Tragfähigkeit eines Übernahmeangebots ist nicht zu prüfen
Die Kammer für Handelssachen der französischen Cour de Cassation hat in einer Entscheidung vom 3. März 2023 klargestellt, dass eine Muttergesellschaft, die ihre Anteile an einer zahlungsunfähigen Tochtergesellschaft verkauft, nicht verpflichtet ist, sicherzustellen, dass der Käufer über ein wirtschaftlich und finanziell tragfähiges Rettungsprojekt für die Tochtergesellschaft verfügt.

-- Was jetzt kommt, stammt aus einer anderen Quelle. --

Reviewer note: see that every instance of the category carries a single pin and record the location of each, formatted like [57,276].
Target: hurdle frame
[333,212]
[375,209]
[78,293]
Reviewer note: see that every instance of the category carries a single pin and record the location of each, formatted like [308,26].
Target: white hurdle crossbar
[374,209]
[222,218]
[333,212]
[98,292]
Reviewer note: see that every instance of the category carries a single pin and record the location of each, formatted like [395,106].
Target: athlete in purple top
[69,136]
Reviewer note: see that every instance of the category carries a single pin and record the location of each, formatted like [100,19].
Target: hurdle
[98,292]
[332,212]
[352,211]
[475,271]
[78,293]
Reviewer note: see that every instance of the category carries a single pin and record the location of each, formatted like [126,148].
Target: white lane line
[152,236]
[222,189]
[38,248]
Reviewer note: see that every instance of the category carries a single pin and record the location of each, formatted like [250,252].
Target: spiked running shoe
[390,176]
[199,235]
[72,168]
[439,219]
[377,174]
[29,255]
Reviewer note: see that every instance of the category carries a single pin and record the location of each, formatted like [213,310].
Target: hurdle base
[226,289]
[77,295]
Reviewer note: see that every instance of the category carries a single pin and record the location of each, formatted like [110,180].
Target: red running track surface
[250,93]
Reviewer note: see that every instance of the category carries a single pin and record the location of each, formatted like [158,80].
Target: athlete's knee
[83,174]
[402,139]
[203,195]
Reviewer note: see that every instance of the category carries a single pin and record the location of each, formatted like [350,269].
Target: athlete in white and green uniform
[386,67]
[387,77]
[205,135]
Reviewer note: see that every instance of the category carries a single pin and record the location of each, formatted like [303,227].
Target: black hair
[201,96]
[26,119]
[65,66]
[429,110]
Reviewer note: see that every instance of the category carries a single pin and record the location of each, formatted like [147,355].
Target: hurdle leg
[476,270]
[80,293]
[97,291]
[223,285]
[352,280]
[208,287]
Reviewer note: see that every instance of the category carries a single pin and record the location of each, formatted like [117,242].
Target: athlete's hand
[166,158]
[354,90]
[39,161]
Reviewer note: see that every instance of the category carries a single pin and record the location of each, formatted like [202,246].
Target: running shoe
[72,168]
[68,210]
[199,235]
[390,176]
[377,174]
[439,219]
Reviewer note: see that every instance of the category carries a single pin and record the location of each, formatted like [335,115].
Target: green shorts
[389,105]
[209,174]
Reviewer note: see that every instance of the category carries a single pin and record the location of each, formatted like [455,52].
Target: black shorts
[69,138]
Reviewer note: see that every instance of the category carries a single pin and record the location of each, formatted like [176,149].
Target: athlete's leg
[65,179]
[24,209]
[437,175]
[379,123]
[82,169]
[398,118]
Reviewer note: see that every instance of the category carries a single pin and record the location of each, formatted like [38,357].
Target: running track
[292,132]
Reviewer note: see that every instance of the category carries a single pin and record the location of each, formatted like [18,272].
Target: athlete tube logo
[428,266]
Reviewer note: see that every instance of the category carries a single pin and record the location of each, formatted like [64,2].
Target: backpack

Diese Entscheidung wurde im Zusammenhang mit dem Verkauf der Aktien von Prevent Glass durch die Muttergesellschaft Prevent Dev GmbH an die deutsche Erlensee 2 VV GmbH (später International Corporate Investors GmbH, kurz: ICI) getroffen. Die Übernahme erfolgte für einen symbolischen Preis von einem Euro, als Prevent Glass bereits in Zahlungsschwierigkeiten war. Über das Vermögen der neuen Gesellschaft Prevent Glass wurde dann im November 2011 ein Insolvenzverfahren eröffnet und schließlich wurde die Gesellschaft liquidiert, wobei alle 2.000 Mitarbeitenden entlassen wurden.

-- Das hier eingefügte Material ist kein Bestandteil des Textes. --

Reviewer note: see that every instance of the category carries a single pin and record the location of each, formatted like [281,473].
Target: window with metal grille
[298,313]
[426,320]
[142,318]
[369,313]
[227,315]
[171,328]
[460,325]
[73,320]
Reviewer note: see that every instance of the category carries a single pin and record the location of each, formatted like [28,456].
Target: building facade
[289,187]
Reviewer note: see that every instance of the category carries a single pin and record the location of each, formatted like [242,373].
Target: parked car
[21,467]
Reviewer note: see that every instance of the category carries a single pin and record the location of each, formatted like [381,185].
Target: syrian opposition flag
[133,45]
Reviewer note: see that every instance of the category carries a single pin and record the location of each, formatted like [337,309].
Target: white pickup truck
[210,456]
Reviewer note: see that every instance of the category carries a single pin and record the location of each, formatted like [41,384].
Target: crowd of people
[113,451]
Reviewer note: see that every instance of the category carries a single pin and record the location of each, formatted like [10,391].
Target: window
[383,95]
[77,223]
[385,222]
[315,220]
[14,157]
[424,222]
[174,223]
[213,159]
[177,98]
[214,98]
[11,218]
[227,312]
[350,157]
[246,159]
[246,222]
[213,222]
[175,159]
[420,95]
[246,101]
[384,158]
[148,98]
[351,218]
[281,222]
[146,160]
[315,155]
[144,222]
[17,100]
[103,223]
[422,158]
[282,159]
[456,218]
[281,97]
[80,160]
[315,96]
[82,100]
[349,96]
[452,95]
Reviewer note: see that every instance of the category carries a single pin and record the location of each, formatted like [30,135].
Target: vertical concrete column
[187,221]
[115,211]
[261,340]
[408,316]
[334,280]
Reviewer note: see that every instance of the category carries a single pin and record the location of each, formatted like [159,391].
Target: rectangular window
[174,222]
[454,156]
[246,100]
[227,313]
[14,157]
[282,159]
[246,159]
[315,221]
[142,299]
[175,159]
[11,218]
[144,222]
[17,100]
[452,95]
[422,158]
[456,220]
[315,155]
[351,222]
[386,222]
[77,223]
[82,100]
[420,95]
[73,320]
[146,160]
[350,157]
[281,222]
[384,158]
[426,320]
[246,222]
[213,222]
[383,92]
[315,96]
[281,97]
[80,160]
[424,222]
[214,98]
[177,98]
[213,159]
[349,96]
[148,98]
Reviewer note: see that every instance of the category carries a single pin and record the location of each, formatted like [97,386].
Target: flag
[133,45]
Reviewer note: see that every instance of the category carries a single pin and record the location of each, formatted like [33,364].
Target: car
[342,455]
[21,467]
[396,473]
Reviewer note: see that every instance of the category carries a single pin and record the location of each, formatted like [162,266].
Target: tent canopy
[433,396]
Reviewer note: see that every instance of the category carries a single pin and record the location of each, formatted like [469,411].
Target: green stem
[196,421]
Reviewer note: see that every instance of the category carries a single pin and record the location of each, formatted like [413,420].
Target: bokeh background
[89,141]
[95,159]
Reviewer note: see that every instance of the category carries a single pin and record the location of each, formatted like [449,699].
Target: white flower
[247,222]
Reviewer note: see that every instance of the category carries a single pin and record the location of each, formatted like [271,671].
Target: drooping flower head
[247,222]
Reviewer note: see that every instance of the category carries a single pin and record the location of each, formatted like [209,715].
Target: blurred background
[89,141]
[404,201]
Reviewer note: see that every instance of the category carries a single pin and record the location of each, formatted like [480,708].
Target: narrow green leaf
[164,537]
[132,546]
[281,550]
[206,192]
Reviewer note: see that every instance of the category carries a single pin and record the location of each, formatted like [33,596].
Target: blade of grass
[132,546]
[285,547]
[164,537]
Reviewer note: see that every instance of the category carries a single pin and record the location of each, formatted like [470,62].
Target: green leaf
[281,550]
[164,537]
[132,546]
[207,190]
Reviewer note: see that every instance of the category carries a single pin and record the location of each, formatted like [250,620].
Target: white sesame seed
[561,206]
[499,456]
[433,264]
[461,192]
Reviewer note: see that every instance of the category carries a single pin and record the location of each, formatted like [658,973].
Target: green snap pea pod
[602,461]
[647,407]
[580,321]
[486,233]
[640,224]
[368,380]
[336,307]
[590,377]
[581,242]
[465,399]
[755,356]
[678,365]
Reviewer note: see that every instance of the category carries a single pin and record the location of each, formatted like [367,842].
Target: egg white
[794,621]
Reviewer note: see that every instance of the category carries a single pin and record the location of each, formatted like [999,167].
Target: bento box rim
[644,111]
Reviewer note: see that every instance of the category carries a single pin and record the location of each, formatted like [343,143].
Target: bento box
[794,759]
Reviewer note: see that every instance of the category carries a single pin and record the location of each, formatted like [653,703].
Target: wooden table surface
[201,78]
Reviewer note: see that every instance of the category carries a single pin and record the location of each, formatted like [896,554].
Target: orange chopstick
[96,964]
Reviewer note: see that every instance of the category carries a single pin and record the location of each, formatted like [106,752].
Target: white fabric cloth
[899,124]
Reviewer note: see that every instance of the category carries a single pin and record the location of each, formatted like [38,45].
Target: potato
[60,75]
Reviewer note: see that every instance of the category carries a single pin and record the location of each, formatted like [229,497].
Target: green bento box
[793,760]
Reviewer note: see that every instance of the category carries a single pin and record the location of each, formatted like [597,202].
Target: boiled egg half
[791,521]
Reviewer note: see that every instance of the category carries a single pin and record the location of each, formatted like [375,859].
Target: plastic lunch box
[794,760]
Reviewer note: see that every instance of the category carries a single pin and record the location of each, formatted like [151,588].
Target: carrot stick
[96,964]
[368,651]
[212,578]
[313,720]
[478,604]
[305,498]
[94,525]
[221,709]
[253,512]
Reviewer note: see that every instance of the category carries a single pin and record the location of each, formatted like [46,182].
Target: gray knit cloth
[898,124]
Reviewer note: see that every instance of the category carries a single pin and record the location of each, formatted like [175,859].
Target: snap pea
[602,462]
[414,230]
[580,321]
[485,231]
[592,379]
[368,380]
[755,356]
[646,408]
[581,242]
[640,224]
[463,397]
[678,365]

Infolge der Liquidation haben 30 ehemalige Mitarbeitende von Prevent Glass Klage erhoben und behauptet, dass der Verkauf der Anteile an ICI leichtfertig oder sogar böswillig erfolgt sei. Der Vorwurf war, dass die Muttergesellschaft Prevent Dev GmbH und die mit ihr verbundene Gesellschaft Prevent TWB GmbH & Co. KG die Einstellung der Geschäftstätigkeit und die Entlassung von Mitarbeitenden ausgelagert hätten. Volkswagen, der wichtigste Kunde von Prevent Glass, wurde ebenfalls beschuldigt, an der konzertierten Aktion beteiligt gewesen zu sein.

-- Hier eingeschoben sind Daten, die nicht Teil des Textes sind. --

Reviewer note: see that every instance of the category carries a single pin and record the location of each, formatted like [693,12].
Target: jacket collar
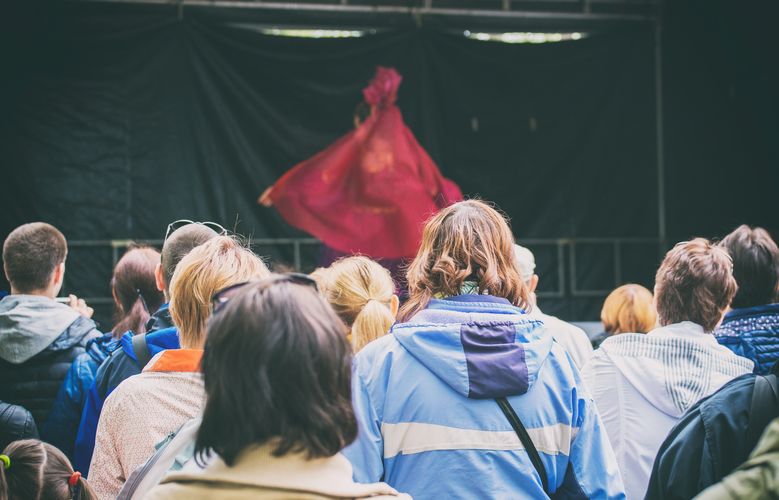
[176,360]
[258,467]
[764,310]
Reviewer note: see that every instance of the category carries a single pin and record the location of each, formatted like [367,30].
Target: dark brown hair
[277,369]
[694,283]
[755,265]
[135,289]
[39,470]
[31,253]
[179,244]
[467,241]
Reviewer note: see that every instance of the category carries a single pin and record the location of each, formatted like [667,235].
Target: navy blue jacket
[35,383]
[120,365]
[752,332]
[708,443]
[62,425]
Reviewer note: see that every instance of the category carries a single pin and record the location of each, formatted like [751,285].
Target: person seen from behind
[644,383]
[277,372]
[434,398]
[32,469]
[135,295]
[146,408]
[39,336]
[136,348]
[628,309]
[571,337]
[362,293]
[751,327]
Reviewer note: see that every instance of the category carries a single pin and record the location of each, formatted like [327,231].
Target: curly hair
[467,241]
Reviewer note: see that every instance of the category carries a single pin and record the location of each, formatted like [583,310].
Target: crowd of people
[222,379]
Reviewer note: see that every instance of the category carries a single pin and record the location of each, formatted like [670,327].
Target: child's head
[33,469]
[362,293]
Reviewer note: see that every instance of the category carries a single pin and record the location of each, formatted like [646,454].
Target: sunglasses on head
[178,224]
[220,298]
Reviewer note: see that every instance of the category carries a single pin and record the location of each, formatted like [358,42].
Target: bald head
[179,244]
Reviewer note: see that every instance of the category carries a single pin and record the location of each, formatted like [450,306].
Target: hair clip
[73,481]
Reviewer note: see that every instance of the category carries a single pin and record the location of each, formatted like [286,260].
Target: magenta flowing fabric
[372,190]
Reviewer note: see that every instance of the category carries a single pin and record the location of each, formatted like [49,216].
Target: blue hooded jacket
[428,423]
[120,365]
[752,332]
[62,425]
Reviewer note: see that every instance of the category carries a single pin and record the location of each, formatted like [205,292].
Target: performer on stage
[370,191]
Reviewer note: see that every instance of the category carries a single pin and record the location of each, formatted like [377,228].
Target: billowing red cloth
[371,191]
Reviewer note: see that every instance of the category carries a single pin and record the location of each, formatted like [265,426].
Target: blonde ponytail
[361,293]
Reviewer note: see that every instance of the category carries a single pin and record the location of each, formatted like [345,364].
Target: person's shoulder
[376,351]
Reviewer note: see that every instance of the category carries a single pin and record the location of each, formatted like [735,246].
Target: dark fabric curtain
[120,119]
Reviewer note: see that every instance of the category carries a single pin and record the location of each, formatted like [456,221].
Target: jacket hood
[101,347]
[29,324]
[481,346]
[674,366]
[157,341]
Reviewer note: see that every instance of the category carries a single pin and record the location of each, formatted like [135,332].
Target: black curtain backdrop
[119,119]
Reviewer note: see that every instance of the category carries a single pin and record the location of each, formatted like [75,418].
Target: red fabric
[371,191]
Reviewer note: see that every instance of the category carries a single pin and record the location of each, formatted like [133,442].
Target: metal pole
[661,223]
[394,9]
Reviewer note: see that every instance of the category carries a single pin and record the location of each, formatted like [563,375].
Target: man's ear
[58,276]
[394,305]
[158,277]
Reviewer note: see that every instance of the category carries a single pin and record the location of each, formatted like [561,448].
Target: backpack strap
[764,407]
[524,437]
[141,349]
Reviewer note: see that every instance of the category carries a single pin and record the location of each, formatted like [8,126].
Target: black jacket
[34,383]
[15,423]
[713,438]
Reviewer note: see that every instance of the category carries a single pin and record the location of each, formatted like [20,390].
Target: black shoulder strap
[764,407]
[524,437]
[141,349]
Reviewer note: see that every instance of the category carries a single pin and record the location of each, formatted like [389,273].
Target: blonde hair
[629,309]
[467,241]
[360,291]
[216,264]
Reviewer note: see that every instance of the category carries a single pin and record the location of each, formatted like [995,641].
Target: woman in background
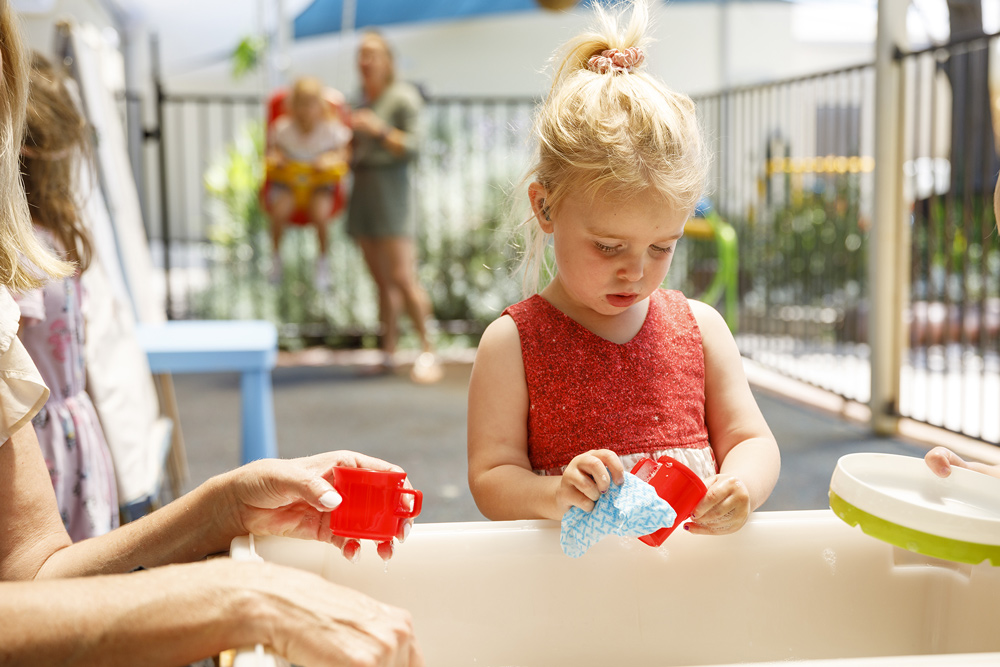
[379,216]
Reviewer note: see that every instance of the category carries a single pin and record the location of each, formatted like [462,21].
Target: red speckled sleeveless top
[586,392]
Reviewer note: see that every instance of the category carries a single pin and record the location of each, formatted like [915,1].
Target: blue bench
[248,347]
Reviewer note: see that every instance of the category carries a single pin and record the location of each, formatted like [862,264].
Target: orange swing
[304,178]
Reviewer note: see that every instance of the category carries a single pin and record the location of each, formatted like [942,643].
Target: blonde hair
[614,134]
[384,43]
[56,138]
[24,261]
[308,87]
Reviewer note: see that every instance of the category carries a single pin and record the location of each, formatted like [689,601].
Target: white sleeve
[22,391]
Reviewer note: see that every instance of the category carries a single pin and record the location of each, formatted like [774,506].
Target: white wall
[39,17]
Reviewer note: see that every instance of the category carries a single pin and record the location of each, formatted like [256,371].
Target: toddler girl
[51,329]
[602,367]
[307,142]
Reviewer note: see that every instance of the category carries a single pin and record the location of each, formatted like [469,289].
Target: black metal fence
[793,173]
[217,256]
[951,374]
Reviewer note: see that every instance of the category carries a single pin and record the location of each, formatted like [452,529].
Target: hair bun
[615,60]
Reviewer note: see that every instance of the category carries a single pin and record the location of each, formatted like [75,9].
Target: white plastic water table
[789,586]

Das Gericht in erster Instanz gab den ehemaligen Mitarbeitenden zunächst recht und verurteilten alle Beteiligten, einschließlich Volkswagen, zur Zahlung von Schadensersatz. In der Berufungsinstanz wurde die Entscheidung jedoch aufgehoben. Das Berufungsgericht fand keine Beweise dafür, dass Volkswagen an der Übernahme beteiligt war oder dass Prevent Dev GmbH und ICI eine Schuld trifft.
Die Entscheidung der Chambre Commerciale der Cour de Cassation hat diese Sichtweise nunmehr bestätigt und festgestellt, dass es keine rechtliche Grundlage gibt, die besagt, dass eine Muttergesellschaft bei einem Verkauf von Anteilen an eine Tochtergesellschaft in Zahlungsunfähigkeit verpflichtet ist, sicherzustellen, dass der Käufer über ein tragfähiges Rettungsprojekt verfügt.
Es bleibt abzuwarten, ob diese Entscheidung Auswirkungen auf ähnliche Fälle haben wird.